Posts Tagged ‘Adam LaRoche’

Sermon 05-22-16: “The Call of Abraham”

May 30, 2016

Opening the Scriptures graphic

The call of Abraham in Genesis 12 is an unlikely beginning to God’s plan of salvation for the world. In many ways, Abraham was unqualified to play this most crucial role that God asked him to play. Yet he was successful. Why? Because of God and his grace. We can be sure that when God calls us, he, too, will give us everything we need to be successful, too.

Sermon Text: Genesis 11:27-12:9

[To listen on the go, download an MP3 by right-clicking on this link.]

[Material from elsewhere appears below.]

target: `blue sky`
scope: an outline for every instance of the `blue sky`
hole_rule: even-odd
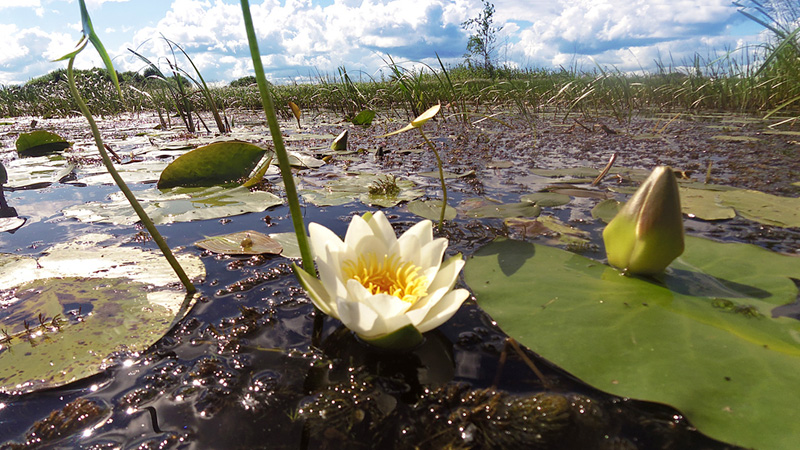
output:
[[[496,0],[499,62],[518,67],[621,71],[680,66],[695,54],[755,44],[761,28],[730,0]],[[141,70],[132,48],[151,60],[169,55],[160,36],[189,53],[207,81],[252,74],[236,0],[87,0],[118,71]],[[251,0],[267,76],[380,76],[388,55],[405,67],[463,60],[480,0]],[[53,63],[80,38],[77,0],[0,0],[0,84],[18,84],[64,67]],[[91,49],[89,49],[91,50]],[[76,66],[101,65],[93,51]]]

Adam LaRoche was a major league first baseman for 12 years. In fact, he began his professional career with the Atlanta Braves in the early 2000s and played with them for a few years. During spring training last March, he quit. Suddenly. It turns out that for the past six years his son Drake, who is now 14, had been allowed by all the teams that LaRoche had played for to accompany his dad to the clubhouse each day. None of the other players seemed to mind; in fact, they liked having him around. But this year, the Chicago White Sox management put their foot down. The kid can’t be in the clubhouse. His teammates briefly staged a walkout in support of LaRoche and his son, but it didn’t work. And so, in response, LaRoche did what no one expected him to do: he quit baseball. Just walked away.

laroche

And in doing so, he walked away from the $13 million that the White Sox were going to pay him this year. Who would do that? Doesn’t that seem crazy? To leave behind your career and livelihood; to leave behind your status as a member of one of the world’s most elite clubs—those relatively few athletes who are good enough to play baseball at the highest level; to leave behind, well… a guaranteed $13 million! Even if he were riding the bench this season, he’d make that money!

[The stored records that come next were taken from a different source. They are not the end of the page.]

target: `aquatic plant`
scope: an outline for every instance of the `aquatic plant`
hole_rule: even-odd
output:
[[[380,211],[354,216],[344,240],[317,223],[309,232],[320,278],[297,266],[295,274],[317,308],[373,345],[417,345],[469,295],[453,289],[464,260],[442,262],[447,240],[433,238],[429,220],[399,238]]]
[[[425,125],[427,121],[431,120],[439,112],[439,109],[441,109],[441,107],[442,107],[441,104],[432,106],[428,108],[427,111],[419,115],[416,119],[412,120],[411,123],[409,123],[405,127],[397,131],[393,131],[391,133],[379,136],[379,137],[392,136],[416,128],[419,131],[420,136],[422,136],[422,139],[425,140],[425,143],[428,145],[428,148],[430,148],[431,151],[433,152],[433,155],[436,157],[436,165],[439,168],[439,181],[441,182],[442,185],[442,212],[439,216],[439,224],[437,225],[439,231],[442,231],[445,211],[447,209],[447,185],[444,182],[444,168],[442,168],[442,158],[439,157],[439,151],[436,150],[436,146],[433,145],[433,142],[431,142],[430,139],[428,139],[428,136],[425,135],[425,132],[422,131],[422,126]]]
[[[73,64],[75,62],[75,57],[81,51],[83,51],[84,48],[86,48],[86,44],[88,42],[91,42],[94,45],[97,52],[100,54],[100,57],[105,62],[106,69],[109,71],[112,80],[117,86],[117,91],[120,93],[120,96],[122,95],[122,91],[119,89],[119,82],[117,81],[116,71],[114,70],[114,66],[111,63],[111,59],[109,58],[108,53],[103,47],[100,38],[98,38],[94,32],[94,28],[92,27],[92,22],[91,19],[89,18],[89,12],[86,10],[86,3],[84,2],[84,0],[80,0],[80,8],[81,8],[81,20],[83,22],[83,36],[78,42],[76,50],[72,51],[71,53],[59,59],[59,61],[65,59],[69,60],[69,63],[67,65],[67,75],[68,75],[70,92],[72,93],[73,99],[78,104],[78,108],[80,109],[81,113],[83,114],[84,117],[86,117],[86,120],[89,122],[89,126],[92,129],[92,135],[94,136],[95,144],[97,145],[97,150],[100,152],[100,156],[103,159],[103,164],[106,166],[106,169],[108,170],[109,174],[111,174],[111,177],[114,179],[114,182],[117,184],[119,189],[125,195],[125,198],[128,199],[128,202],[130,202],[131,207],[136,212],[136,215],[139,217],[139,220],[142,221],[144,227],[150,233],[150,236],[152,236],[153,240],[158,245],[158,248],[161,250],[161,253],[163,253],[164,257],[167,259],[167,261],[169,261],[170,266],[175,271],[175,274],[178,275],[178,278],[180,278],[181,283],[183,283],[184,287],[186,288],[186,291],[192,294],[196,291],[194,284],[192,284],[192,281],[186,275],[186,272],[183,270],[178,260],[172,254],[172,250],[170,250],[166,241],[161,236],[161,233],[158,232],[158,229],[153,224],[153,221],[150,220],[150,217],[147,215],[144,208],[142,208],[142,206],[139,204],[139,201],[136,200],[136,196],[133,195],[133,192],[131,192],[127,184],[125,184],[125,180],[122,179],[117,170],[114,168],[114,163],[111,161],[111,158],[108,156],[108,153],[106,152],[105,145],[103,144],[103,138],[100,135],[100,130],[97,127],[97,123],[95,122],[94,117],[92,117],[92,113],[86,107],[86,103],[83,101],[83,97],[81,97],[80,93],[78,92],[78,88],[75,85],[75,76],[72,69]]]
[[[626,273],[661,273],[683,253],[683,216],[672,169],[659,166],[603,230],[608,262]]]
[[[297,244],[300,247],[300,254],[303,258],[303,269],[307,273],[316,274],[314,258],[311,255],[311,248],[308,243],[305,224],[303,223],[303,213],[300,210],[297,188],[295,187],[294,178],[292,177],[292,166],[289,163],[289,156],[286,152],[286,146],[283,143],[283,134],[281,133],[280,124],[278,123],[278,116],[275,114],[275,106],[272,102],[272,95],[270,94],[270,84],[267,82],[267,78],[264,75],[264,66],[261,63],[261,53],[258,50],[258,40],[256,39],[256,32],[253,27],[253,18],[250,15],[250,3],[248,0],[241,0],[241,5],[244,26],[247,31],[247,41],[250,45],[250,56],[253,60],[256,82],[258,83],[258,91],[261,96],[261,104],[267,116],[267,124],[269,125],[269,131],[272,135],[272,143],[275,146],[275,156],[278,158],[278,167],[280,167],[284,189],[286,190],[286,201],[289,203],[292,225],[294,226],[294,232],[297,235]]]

In a recent ESPN magazine article, LaRoche was asked about his plans today. He said that he and his family are now traveling in an RV along the West Coast and Canada. They don’t have a destination. They don’t know how long they’ll be gone. They don’t really have a plan.

If you think about what LaRoche gave up in order to take this trip with his family, it’s safe to say that it’s probably the most expensive family vacation in history!

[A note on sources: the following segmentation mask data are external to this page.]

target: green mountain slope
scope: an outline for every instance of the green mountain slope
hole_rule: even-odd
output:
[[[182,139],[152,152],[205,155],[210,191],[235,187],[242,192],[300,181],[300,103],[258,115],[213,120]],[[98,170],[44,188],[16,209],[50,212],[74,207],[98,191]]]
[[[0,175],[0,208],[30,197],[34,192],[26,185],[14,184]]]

My point is, if LaRoche’s adventure seems costly and slightly crazy to you, then you might appreciate the costly and seemingly crazy adventure that Abraham and his family went on. By the way, in today’s scripture, he’s called Abram. Later on, God will change his name to Abraham, which means “father of many nations.” His wife Sarai’s name is also changed to Sarah. I’ll call them Abraham and Sarah in this sermon. Read the rest of this entry »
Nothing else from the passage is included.